Testifying to the House Armed Services Committee this morning on the state of the Special Operations Command, Admiral William McRaven said that now that core al Qaeda has been largely defeated and the group has “metastasized” into lots of smaller regional splinter groups, the fight against al Qaeda is a fight against “an ideology.”

That would make the war against al Qaeda more like the Cold War than like an actual armed conflict.  Indeed, international law nowhere recognizes an actual armed conflict against an ideology, as opposed to a clearly-identifiable group with a central command structure.

The International Committee for the Red Cross (ICRC) explains that for a non-international armed conflict, or NIAC, to exist, thereby triggering the applicability of the laws of war, “the parties involved must demonstrate a certain level of organization,” and “the violence must reach a certain level of intensity.”  The factors determining whether the necessary level of organization exists include “the existence of a command structure and disciplinary rules and mechanisms within the armed group, the existence of headquarters, the ability to procure, transport and distribute arms, the group’s ability to plan, coordinate and carry out military operations, including troop movements and logistics, its ability to negotiate and conclude agreements such as cease-fire or peace accords, etc.”

Does al Qaeda meet these requirements anymore?  Probably not.
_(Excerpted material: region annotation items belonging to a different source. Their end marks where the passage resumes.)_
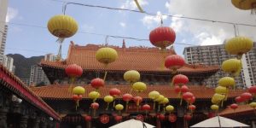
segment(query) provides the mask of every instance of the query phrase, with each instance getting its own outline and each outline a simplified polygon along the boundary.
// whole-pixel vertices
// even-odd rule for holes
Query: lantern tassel
[[[135,2],[135,3],[136,3],[137,9],[140,10],[140,12],[143,13],[144,11],[143,11],[143,8],[140,6],[140,4],[139,4],[139,3],[137,2],[137,0],[134,0],[134,2]]]

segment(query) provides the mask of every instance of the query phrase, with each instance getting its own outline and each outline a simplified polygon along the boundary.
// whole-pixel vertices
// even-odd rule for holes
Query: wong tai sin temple
[[[181,128],[215,115],[215,111],[209,108],[212,105],[212,96],[215,91],[214,89],[207,88],[205,81],[218,71],[219,67],[185,64],[173,73],[163,66],[162,60],[165,58],[163,55],[176,55],[174,49],[167,49],[163,54],[158,48],[126,48],[125,43],[122,47],[108,46],[114,49],[119,56],[115,61],[106,66],[96,58],[97,50],[105,46],[95,44],[80,46],[71,42],[67,59],[40,62],[39,65],[51,84],[31,86],[30,90],[44,99],[61,117],[60,120],[61,128],[107,128],[130,119],[138,119],[159,128]],[[72,64],[82,67],[82,74],[75,79],[66,73],[66,68]],[[139,81],[147,85],[146,90],[143,91],[137,91],[134,88],[131,90],[131,83],[123,77],[128,70],[139,72]],[[188,77],[189,80],[186,84],[189,91],[194,94],[195,101],[189,103],[185,100],[181,100],[182,94],[177,91],[176,86],[171,85],[173,84],[173,76],[177,74]],[[104,86],[93,88],[92,84],[95,84],[95,82],[92,79],[96,78],[102,79],[105,78]],[[72,91],[77,86],[85,90],[79,100],[73,97]],[[112,91],[113,89],[117,89],[118,91]],[[157,90],[168,101],[163,103],[158,102],[157,99],[152,100],[152,97],[148,97],[148,93],[154,90]],[[225,108],[232,102],[232,98],[244,91],[230,90],[226,102],[222,106]],[[133,100],[125,102],[125,94],[132,95]],[[112,100],[105,98],[109,95],[114,98]],[[136,96],[140,96],[142,101],[134,100]],[[97,105],[93,106],[92,104],[96,102]],[[192,103],[194,108],[191,106],[189,108]],[[119,108],[116,107],[117,104],[122,107]],[[149,108],[143,106],[145,104],[149,105]],[[166,108],[168,105],[172,105],[169,111]]]

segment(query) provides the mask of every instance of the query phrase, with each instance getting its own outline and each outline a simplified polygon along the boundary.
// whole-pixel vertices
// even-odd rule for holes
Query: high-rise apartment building
[[[31,67],[29,84],[49,84],[49,81],[43,71],[42,67],[38,65]]]
[[[0,63],[3,63],[8,26],[5,23],[8,0],[0,0]]]
[[[224,44],[186,47],[183,55],[187,63],[219,65],[219,67],[223,61],[236,57],[225,51]],[[241,89],[250,87],[256,83],[256,43],[253,44],[253,49],[242,56],[241,62],[241,74],[235,78],[236,87]],[[207,86],[215,87],[218,85],[218,79],[225,76],[229,75],[220,70],[206,79],[205,84]]]
[[[15,73],[14,59],[10,56],[3,56],[3,65],[11,73]]]

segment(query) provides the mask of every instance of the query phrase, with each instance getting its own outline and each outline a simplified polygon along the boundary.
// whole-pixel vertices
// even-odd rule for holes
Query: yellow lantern
[[[117,104],[114,108],[118,111],[121,111],[124,109],[124,106],[122,104]]]
[[[136,70],[126,71],[124,74],[124,79],[130,84],[133,84],[140,79],[140,73]]]
[[[218,79],[218,84],[223,87],[234,87],[235,79],[230,77],[224,77]]]
[[[73,93],[75,95],[83,95],[84,94],[85,90],[81,86],[76,86],[73,89]]]
[[[218,86],[215,88],[215,93],[218,94],[226,94],[227,93],[227,88],[223,86]]]
[[[166,107],[166,110],[167,111],[167,112],[172,112],[172,111],[173,111],[174,110],[174,107],[173,106],[172,106],[172,105],[167,105]]]
[[[216,104],[213,104],[213,105],[211,106],[211,109],[214,110],[214,111],[217,111],[217,110],[218,110],[218,106],[216,105]]]
[[[231,0],[232,4],[243,10],[252,9],[252,13],[255,12],[256,0]]]
[[[229,59],[222,62],[221,69],[233,76],[239,75],[241,69],[241,61],[237,59]]]
[[[224,99],[224,96],[221,94],[215,93],[212,96],[214,101],[218,101],[218,102]]]
[[[143,82],[136,82],[132,84],[132,90],[137,92],[143,92],[147,90],[147,85]]]
[[[251,1],[251,0],[250,0]],[[230,55],[236,55],[241,59],[241,55],[253,47],[253,42],[246,37],[235,37],[225,44],[225,49]]]
[[[93,102],[95,102],[100,96],[100,93],[97,91],[90,91],[88,94],[89,98],[92,99]]]
[[[256,108],[256,102],[251,102],[249,105],[250,105],[251,108]]]
[[[118,53],[113,48],[108,48],[108,47],[101,48],[96,53],[96,60],[99,62],[103,63],[105,65],[115,61],[117,57],[118,57]]]
[[[60,48],[56,60],[60,61],[61,59],[61,44],[64,38],[72,37],[77,32],[78,23],[71,16],[60,15],[50,18],[47,27],[51,34],[59,38],[57,41],[60,43]]]
[[[162,95],[160,95],[158,98],[155,99],[155,102],[160,102],[165,99],[165,96]]]

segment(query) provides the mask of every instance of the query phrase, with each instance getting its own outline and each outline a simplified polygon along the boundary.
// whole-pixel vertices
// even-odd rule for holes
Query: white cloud
[[[19,11],[14,8],[8,8],[5,21],[9,22],[11,20],[17,17]]]
[[[143,8],[145,5],[148,5],[148,3],[146,0],[138,0],[140,6]],[[134,0],[126,0],[120,7],[121,9],[137,9],[137,7]]]
[[[255,25],[255,15],[251,15],[250,11],[235,8],[230,1],[169,0],[166,3],[166,8],[172,15],[180,14],[185,17]],[[191,34],[189,44],[218,44],[234,37],[233,26],[229,24],[172,18],[170,26],[179,32],[177,34]],[[239,32],[240,35],[256,40],[255,27],[239,26]]]
[[[125,22],[119,22],[119,25],[122,26],[122,27],[125,27],[126,26],[126,24]]]
[[[160,16],[162,16],[162,20],[165,20],[167,19],[166,15],[162,15],[160,11],[156,13],[155,16],[153,15],[145,15],[142,21],[144,26],[146,26],[148,29],[151,28],[155,24],[160,24]]]
[[[81,28],[82,28],[82,31],[84,31],[84,32],[93,32],[93,30],[94,30],[93,26],[89,26],[87,24],[83,24]]]

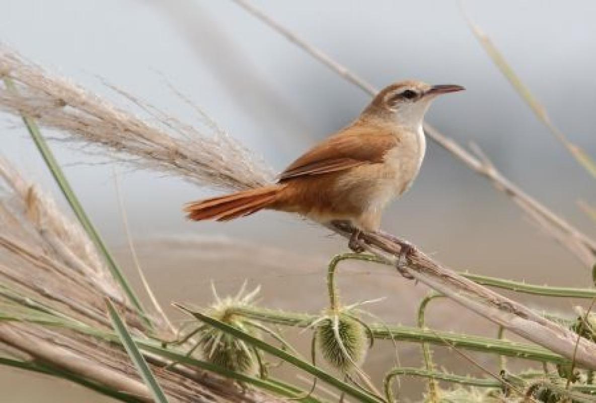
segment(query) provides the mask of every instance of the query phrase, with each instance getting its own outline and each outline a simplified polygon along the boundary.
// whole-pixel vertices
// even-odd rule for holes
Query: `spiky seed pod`
[[[246,333],[259,337],[259,332],[248,324],[246,318],[231,313],[234,308],[251,304],[258,293],[258,287],[251,292],[246,293],[246,286],[245,283],[234,296],[220,298],[212,284],[215,302],[207,314]],[[204,329],[197,336],[198,346],[204,359],[235,372],[244,374],[256,373],[259,361],[256,353],[244,342],[207,325],[204,325]]]
[[[250,328],[247,328],[237,321],[226,323],[254,336]],[[207,361],[234,372],[243,374],[256,372],[257,361],[254,352],[242,340],[218,329],[210,328],[200,334],[198,343],[203,356]]]
[[[334,317],[335,320],[334,316],[329,315],[321,321],[316,327],[316,337],[325,359],[345,372],[353,369],[355,364],[359,366],[364,362],[368,337],[366,328],[359,321],[342,313]],[[334,330],[334,322],[337,323],[337,332]]]

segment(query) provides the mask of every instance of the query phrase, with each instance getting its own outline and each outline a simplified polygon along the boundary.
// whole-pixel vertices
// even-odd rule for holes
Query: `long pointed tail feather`
[[[272,185],[194,202],[185,206],[184,211],[190,219],[195,221],[228,221],[271,206],[284,187],[283,185]]]

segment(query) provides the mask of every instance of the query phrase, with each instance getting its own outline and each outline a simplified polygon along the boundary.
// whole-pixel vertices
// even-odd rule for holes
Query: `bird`
[[[348,246],[362,252],[362,234],[380,230],[386,207],[418,175],[426,147],[423,122],[430,104],[464,89],[415,80],[391,84],[352,123],[290,164],[275,183],[187,203],[187,218],[228,221],[269,209],[323,224],[347,222],[353,228]]]

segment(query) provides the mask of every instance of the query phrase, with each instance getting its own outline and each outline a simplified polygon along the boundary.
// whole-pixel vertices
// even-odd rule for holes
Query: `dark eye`
[[[408,100],[413,100],[418,96],[418,93],[416,91],[413,91],[411,89],[406,89],[400,94],[403,98]]]

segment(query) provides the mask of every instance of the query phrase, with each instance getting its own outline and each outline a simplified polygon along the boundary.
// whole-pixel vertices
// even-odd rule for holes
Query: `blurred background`
[[[596,233],[576,204],[595,200],[593,181],[493,66],[467,26],[459,2],[253,3],[377,87],[409,78],[465,86],[464,93],[436,102],[428,121],[460,144],[476,142],[514,182],[580,229]],[[596,155],[596,3],[462,4],[555,125]],[[103,80],[196,123],[195,113],[171,85],[276,171],[349,123],[370,100],[230,1],[2,0],[1,10],[0,41],[26,58],[127,110],[131,106]],[[20,122],[0,114],[0,130],[2,156],[64,205]],[[224,224],[188,222],[181,206],[215,193],[178,178],[100,163],[109,159],[76,146],[59,141],[53,146],[92,218],[138,284],[124,246],[117,172],[141,263],[165,305],[204,305],[211,300],[211,280],[225,294],[247,278],[251,286],[262,285],[262,305],[311,312],[324,307],[325,262],[345,251],[343,240],[281,213]],[[454,268],[539,284],[590,284],[589,271],[526,219],[511,200],[432,141],[418,179],[383,223]],[[374,266],[347,266],[341,280],[346,302],[387,297],[371,311],[392,322],[414,323],[427,291],[424,287]],[[564,311],[577,303],[517,297]],[[454,311],[448,305],[437,304],[431,324],[469,328],[480,320],[459,313],[457,319],[449,317],[445,312]],[[298,336],[296,341],[308,342]],[[402,361],[420,362],[411,346],[400,349]],[[367,369],[374,377],[391,365],[387,351],[381,349],[369,359]],[[108,401],[55,380],[0,368],[0,385],[15,382],[30,387],[12,388],[17,395],[7,401],[48,401],[50,395],[56,401]]]

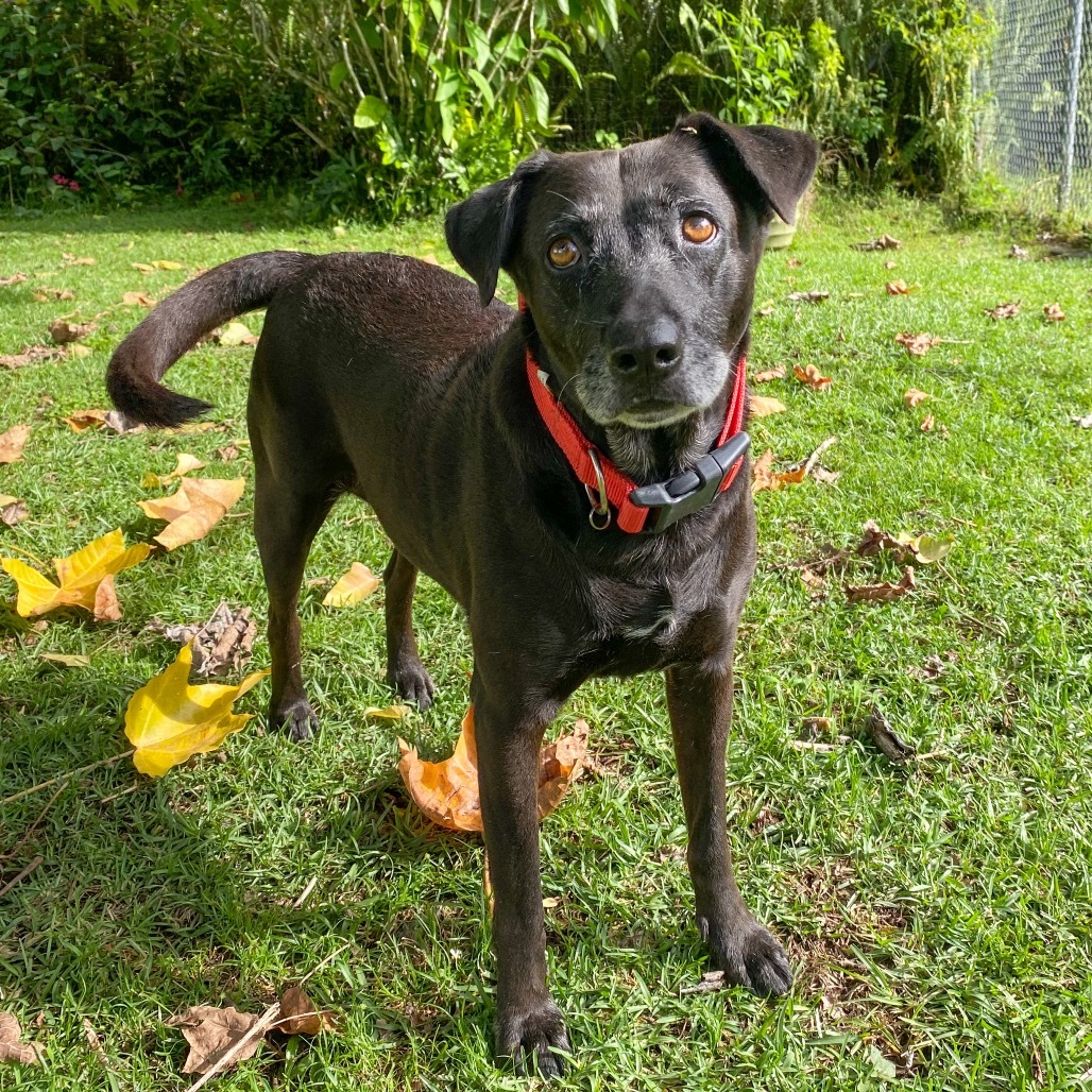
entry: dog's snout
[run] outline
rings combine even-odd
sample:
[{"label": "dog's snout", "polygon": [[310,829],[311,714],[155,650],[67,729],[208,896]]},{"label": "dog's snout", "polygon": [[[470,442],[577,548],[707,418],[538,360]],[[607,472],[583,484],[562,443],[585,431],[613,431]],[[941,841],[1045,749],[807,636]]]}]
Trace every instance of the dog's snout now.
[{"label": "dog's snout", "polygon": [[645,325],[628,325],[616,331],[610,348],[610,366],[621,376],[643,371],[646,375],[669,371],[682,355],[678,327],[666,318]]}]

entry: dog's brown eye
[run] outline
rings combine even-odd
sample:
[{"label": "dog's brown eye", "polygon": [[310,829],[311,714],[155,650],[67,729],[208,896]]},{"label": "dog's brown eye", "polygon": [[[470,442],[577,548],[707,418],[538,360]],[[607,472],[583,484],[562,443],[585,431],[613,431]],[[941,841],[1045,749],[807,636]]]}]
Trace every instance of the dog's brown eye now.
[{"label": "dog's brown eye", "polygon": [[709,242],[716,235],[716,225],[708,216],[687,216],[682,234],[689,242]]},{"label": "dog's brown eye", "polygon": [[577,249],[577,244],[567,235],[562,235],[549,245],[549,263],[559,270],[571,265],[579,257],[580,251]]}]

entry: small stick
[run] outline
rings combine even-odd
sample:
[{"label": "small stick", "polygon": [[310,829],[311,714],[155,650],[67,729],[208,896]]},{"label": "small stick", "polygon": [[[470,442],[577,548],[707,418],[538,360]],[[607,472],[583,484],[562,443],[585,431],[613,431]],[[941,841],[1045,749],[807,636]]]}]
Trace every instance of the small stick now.
[{"label": "small stick", "polygon": [[40,793],[43,788],[50,788],[59,781],[71,781],[73,778],[79,778],[81,774],[90,773],[92,770],[97,770],[100,765],[109,765],[111,762],[120,762],[121,759],[129,758],[135,749],[135,747],[130,747],[129,750],[122,751],[120,755],[115,755],[112,758],[103,758],[97,762],[88,762],[87,765],[81,765],[79,770],[71,770],[69,773],[58,774],[56,778],[50,778],[49,781],[41,782],[40,785],[34,785],[32,788],[24,788],[22,792],[15,793],[13,796],[5,796],[2,800],[0,800],[0,807],[7,807],[9,804],[14,804],[15,800],[21,800],[24,796],[32,796],[34,793]]},{"label": "small stick", "polygon": [[44,857],[35,857],[34,860],[32,860],[26,868],[19,874],[19,876],[16,876],[10,883],[5,883],[3,888],[0,889],[0,899],[3,899],[9,891],[13,890],[16,883],[22,883],[22,881],[25,880],[26,877],[29,876],[44,859]]}]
Do its “associated forces”?  Maybe some do.  But the U.S. government hasn’t even identified which “associated forces” it is fighting, let alone that they are sufficiently organized, or that the level of hostilities between those forces and the United States has reached the level of intensity required to constitute a NIAC.  For the U.S. government to continue to maintain the existence of a non-international armed conflict beyond Afghanistan that authorizes the use of lethal force pursuant to the laws of war, it must be able to demonstrate those minimum criteria.